96. Как мужик научился воровать
Работал один мужик на пана и обнищал так, что уже и есть было нечего. Вот пошел он из деревни в лес, снял свой полушубок, повесил его на сосну и стал подбираться к нему так осторожно, как вор, который хочет что-то украсть. В это время пан ехал мимо. Увидел его и спрашивает:
— Мацей, ты что там делаешь?
Мацей отвечает:
— Да обеднял я совсем, есть нечего. Вот и приходится на старости лет учиться воровать.
— Знаешь что, — говорит пан. — Попробуй украсть нынешней ночью моего жеребца из конюшни. Если сумеешь, получишь сто рублей. Но украсть его надо сегодня же.
— Ладно, пане, украду.
Пошел Мацей к еврею, заложил топор и купил три бутылки водки. Днем отнес их в панскую конюшню. Одну спрятал в сене, что приготовлено было для жеребца на ночь, вторую сунул в овес, а третью под кормушку, в солому, припасенную здесь, чтобы подостлать ее жеребцу под ноги.
А пан поставил троих сторожей стеречь коня: одному велел сесть на него верхом, а двоим — стоять у двери и зорко следить, чтобы Мацей никак не смог его вывести. Сторожа эти, когда задавали жеребцу сено, нашли бутылку водки и распили ее. Потом давали коню овес — нашли вторую бутылку. Выпили и эту. Стали на ночь подстилать солому коню под ноги, увидели третью бутылку — и эту осушили. Так нализались, что заснули как убитые и не знали, что это все Мацей подстроил.
А Мацей пришел ночью, поднял того сторожа, что сидел на жеребце верхом, пересадил его на забор и вместо поводьев дал ему в руки перевясло. Потом набрал колесной мази, склеил волосами тех двоих, что должны были стеречь вход в конюшню, и увел коня в лес.
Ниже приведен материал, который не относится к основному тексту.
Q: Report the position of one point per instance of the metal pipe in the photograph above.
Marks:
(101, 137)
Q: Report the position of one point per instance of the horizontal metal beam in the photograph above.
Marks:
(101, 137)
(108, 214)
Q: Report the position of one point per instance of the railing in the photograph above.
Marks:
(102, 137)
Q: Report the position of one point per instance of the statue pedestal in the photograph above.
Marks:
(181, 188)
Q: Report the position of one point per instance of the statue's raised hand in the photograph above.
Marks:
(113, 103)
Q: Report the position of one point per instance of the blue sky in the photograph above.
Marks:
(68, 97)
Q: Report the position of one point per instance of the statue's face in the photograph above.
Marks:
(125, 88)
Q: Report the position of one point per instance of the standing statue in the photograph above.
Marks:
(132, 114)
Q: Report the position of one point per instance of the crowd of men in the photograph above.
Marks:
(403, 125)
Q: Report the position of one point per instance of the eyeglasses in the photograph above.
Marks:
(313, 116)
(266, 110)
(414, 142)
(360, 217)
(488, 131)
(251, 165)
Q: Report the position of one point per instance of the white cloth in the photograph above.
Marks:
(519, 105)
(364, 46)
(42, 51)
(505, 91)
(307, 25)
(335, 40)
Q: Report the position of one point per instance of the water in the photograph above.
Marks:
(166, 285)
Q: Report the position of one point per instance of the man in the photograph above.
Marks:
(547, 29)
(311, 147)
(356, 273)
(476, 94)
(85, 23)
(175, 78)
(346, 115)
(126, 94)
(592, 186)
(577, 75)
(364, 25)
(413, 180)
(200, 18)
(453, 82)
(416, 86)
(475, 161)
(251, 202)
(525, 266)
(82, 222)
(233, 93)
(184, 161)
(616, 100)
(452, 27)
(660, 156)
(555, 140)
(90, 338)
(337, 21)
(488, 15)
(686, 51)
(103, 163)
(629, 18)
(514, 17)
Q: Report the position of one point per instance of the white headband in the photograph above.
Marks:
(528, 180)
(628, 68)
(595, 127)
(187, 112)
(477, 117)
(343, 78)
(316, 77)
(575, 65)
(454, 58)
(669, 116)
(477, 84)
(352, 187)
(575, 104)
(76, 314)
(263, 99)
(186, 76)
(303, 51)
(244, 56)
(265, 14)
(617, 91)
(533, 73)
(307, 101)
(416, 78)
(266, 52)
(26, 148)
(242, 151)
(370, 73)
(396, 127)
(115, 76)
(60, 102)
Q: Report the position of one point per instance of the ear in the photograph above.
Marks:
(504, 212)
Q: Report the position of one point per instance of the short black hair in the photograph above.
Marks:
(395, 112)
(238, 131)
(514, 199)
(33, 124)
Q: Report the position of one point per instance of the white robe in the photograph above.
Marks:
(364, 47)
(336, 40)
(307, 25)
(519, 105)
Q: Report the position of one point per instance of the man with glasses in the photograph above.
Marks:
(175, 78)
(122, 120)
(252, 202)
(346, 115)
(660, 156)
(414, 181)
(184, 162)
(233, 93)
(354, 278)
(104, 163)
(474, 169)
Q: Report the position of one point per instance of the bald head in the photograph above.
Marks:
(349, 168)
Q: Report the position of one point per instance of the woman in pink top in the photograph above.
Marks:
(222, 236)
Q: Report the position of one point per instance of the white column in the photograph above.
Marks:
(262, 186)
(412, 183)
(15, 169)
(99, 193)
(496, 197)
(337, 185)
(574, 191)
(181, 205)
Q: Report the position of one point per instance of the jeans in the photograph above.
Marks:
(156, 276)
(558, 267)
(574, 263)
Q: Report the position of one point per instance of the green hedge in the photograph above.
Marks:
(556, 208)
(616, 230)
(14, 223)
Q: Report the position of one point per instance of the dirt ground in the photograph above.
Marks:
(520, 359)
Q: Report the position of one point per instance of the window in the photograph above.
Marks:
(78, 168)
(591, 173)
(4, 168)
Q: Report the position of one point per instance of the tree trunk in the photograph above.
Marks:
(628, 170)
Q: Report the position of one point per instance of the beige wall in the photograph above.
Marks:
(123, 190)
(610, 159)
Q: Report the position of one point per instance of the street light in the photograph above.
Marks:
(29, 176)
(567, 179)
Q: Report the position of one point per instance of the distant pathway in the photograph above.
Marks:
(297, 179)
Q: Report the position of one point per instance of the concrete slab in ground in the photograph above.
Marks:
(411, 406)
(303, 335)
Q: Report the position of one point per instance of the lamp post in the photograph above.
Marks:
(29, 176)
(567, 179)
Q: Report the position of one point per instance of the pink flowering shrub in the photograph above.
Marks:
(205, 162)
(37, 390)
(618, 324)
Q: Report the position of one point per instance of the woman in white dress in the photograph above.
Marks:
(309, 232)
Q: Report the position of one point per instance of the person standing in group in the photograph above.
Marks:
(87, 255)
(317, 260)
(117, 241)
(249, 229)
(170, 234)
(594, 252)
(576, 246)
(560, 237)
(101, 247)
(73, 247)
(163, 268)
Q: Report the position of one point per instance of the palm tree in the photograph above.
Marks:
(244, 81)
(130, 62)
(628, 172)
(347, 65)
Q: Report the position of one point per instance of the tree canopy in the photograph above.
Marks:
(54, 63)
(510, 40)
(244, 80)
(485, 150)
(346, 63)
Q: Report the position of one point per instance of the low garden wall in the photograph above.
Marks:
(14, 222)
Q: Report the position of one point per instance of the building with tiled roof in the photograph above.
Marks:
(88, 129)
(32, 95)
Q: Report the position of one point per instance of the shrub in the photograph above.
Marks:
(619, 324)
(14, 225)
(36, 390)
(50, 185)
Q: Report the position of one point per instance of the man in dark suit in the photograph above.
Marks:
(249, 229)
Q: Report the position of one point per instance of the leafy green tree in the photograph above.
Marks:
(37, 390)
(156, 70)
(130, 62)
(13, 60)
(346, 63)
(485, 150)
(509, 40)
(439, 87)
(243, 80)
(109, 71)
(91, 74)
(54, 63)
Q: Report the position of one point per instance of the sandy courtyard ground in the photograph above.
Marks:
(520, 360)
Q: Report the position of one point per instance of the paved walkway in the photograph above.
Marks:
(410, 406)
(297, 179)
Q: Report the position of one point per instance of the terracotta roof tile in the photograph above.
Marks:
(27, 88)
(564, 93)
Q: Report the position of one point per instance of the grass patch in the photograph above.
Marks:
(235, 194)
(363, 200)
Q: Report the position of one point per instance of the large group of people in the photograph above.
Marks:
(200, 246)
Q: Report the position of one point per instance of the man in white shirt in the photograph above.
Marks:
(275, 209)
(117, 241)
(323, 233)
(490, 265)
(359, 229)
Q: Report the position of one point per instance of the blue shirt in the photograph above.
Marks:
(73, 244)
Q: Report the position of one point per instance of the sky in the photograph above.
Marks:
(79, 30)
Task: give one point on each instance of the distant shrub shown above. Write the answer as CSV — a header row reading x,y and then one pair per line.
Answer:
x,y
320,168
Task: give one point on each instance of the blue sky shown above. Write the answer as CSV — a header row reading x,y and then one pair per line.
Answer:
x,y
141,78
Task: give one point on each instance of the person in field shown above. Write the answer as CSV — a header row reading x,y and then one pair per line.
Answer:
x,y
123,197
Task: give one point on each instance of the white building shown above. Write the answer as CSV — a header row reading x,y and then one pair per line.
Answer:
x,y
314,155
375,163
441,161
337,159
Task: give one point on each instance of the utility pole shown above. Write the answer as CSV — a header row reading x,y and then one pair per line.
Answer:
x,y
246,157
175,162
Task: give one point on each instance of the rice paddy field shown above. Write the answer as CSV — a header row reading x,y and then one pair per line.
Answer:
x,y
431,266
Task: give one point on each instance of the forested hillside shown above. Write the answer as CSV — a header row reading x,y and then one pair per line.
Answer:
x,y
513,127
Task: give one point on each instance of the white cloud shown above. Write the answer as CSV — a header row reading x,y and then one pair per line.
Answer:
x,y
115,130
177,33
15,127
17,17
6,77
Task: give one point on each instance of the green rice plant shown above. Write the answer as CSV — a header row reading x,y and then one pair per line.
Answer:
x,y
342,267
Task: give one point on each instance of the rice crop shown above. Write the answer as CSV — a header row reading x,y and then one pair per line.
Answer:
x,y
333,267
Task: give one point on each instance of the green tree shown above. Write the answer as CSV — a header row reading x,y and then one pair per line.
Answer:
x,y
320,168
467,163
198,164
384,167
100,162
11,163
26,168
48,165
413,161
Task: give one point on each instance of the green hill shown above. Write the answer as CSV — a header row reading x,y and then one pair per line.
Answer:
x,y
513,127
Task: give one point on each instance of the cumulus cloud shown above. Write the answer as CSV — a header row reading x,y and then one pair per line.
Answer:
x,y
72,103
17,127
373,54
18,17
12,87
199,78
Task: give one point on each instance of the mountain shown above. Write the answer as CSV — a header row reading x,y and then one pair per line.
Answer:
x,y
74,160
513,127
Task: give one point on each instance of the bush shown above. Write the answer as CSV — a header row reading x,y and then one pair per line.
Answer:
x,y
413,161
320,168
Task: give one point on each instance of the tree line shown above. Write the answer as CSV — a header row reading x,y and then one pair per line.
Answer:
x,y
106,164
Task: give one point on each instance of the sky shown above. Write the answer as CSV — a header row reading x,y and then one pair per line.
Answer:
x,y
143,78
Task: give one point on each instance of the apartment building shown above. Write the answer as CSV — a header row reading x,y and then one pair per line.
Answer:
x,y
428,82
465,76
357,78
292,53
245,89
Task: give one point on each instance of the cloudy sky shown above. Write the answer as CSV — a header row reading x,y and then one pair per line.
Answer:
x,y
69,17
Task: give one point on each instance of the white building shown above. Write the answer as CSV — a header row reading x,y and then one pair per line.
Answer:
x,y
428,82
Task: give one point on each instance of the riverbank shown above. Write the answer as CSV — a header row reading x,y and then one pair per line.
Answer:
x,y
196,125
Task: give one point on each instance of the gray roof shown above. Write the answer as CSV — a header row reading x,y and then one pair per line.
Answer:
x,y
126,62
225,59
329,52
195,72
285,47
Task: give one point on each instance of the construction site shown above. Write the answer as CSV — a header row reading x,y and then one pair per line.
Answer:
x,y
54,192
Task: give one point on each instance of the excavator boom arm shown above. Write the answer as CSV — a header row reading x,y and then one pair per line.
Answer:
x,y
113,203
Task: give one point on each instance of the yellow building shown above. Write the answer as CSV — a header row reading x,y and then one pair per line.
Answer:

Пан как только встал утром — прибежал на конюшню. Не терпелось ему увидеть, там ли его конь. Смотрит — коня и след простыл. Один сторож спит, сидя на заборе, двое лежат у дверей и тоже спят. Он их стал будить, а они со сна кричат:
— Чего ты меня за волосы дерешь? Чего ты меня за волосы дерешь?
Пан давай их кнутом хлестать за то, что не устерегли коня. Потом приказал позвать Мацея и спрашивает у него:
— Это ты, Мацей, жеребца моего увел?
Мацей говорит:
— Вы приказали украсть, я и украл.
— Приведи его обратно, — говорит пан. — И за мной будет сто рублей. — Он вроде как шутил с Мацеем. — А коли хочешь заработать еще сто, укради у меня нынче ночью из комнаты шкатулку с деньгами.